Ludmila vem de Cuiabá e está prestes a se formar. Mesmo assim, teme pelos estudantes brasileiros que querem começar os estudos por aqui.
"Eu estou com medo. Estou terminando o curso. Poderia dizer que não estou nem aí, mas não é isso o que eu sinto. Eu amo este país. A gente ama este país. A gente quer que continue a faculdade, a educação gratuita. Se pararmos para pensar, eu não serei a mais prejudicada, mas tem muitos que virão ainda. Pode ser até gente da minha família", explica Ludmila à RFI.
Quando o dinheiro é limitado, sobra para os estrangeiros, geralmente vistos como aqueles que recebem de graça o que os contribuintes argentinos pagam. É nessa hora que os discursos xenófobos ganham projeção.
A estudante de Medicina Jordana Stival, de 25 anos, acha uma injustiça que os brasileiros sejam penalizados. A brasileira de Goiânia lembra que, nos seus 203 anos de história, a Universidade de Buenos Aires foi sempre gratuita.
"Eu acho que a possibilidade de que os brasileiros tenham de pagar para estudar na Argentina é altamente injusta porque se a faculdade é pública e gratuita, tem de ser pública e gratuita para todos, assim como vem sendo desde os primórdios da Universidade de Buenos Aires", indica Jordana à RFI.
Mas mesmo que o ensino continue gratuito para os argentinos, o risco de uma queda na qualidade pode ser uma consequência da política de déficit fiscal zero do governo Milei.
"Caso o orçamento não seja aumentado, acho que existe sim o risco de a qualidade da Universidade de Buenos Aires ser afetada já que os professores não vão querer participar da educação porque eles vão preferir ir para outro país, ganhando um salário melhor e vão deixar o tesouro da Argentina que é a qualidade da Educação para todos", acredita.
O porta-voz da Presidência argentina questiona que o ensino público seja gratuito para estrangeiros.
"O custo de um estrangeiro que estuda numa universidade pública argentina é pago por nós, por você, por mim, pelo aluno argentino que está ao lado do estrangeiro, querendo receber também outros serviços ou melhor qualidade educacional. São assuntos que devem ser atendidos, que devem ser debatidos", defende Manuel Adorni.

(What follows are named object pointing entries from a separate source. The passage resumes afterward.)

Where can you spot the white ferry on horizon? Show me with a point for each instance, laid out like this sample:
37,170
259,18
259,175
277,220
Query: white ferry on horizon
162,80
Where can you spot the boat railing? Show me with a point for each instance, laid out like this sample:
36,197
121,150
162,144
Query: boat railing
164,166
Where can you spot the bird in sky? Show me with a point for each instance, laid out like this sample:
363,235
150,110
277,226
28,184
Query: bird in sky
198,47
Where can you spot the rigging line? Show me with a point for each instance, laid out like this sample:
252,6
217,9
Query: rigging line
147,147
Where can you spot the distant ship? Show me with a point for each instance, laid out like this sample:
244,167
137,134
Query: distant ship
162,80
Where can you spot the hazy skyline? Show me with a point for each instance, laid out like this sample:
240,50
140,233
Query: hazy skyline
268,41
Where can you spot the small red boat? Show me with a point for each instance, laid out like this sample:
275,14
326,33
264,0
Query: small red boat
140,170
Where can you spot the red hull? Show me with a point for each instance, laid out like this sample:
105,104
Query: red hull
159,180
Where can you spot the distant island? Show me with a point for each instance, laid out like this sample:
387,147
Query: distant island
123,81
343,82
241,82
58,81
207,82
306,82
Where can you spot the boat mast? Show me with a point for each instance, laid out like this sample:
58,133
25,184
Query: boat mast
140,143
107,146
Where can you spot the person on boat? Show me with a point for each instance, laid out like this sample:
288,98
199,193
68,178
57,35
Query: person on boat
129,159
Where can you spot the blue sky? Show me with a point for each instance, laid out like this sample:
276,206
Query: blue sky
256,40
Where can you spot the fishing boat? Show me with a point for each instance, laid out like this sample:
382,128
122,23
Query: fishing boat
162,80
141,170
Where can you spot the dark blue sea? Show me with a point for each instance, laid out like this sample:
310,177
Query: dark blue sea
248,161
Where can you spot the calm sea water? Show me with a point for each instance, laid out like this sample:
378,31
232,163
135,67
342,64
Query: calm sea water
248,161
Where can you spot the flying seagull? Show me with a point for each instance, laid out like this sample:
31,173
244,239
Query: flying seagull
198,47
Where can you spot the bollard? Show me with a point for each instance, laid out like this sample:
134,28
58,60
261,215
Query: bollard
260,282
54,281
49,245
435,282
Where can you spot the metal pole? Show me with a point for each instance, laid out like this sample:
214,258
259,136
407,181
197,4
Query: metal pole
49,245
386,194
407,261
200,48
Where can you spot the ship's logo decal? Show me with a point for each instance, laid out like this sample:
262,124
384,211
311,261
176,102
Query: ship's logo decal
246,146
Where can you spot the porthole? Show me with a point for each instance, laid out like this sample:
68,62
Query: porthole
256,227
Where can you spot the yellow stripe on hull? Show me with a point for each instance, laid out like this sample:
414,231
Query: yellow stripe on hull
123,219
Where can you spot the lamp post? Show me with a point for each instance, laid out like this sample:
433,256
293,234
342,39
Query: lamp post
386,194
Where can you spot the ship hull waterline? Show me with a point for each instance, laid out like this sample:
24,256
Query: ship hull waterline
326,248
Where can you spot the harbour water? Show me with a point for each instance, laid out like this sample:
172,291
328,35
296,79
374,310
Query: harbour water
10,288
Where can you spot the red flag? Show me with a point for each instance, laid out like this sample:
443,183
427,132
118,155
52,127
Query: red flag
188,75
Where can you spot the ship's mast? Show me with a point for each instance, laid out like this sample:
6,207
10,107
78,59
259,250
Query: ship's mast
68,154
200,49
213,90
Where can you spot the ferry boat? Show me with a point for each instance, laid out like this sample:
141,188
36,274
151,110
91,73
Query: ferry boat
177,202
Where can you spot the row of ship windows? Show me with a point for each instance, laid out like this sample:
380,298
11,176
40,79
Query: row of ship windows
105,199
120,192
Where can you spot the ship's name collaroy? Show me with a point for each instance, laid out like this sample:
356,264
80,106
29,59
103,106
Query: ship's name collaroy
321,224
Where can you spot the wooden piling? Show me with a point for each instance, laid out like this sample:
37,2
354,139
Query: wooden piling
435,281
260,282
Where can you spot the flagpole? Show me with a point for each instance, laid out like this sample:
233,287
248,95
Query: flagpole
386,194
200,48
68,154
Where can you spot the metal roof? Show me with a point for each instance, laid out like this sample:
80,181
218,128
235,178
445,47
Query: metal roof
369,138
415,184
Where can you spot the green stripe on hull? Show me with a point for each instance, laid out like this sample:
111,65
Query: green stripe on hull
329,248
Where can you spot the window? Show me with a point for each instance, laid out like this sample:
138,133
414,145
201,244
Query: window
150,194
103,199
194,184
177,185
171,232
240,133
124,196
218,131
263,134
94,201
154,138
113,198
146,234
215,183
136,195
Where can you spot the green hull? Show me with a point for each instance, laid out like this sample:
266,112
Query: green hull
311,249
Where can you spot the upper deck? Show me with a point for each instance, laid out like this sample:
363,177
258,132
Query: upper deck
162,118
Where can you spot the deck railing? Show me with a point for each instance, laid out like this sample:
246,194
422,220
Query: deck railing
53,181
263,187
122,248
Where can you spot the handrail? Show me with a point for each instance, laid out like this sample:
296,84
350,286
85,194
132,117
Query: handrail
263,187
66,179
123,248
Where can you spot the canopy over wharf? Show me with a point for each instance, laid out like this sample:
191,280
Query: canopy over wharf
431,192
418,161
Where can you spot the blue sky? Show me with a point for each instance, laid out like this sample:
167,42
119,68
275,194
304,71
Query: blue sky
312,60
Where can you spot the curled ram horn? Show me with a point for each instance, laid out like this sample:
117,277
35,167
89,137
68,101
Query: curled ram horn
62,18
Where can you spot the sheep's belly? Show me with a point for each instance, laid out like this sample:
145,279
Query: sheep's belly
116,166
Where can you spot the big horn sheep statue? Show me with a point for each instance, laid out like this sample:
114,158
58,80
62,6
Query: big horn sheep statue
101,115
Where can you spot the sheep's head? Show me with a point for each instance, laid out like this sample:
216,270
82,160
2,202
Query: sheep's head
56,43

Mas o Congresso pode conter os cortes do governo. O veto do presidente Milei pode ser derrubado, aliviando as contas universitárias. A cobrança sobre os estrangeiros pode não ser aprovada pelos legisladores ou mesmo não ser aplicada pelas universidades.
A queda-de-braço entre o governo e a oposição vai definir o modelo de ensino na Argentina e a sorte dos estudantes brasileiros no país.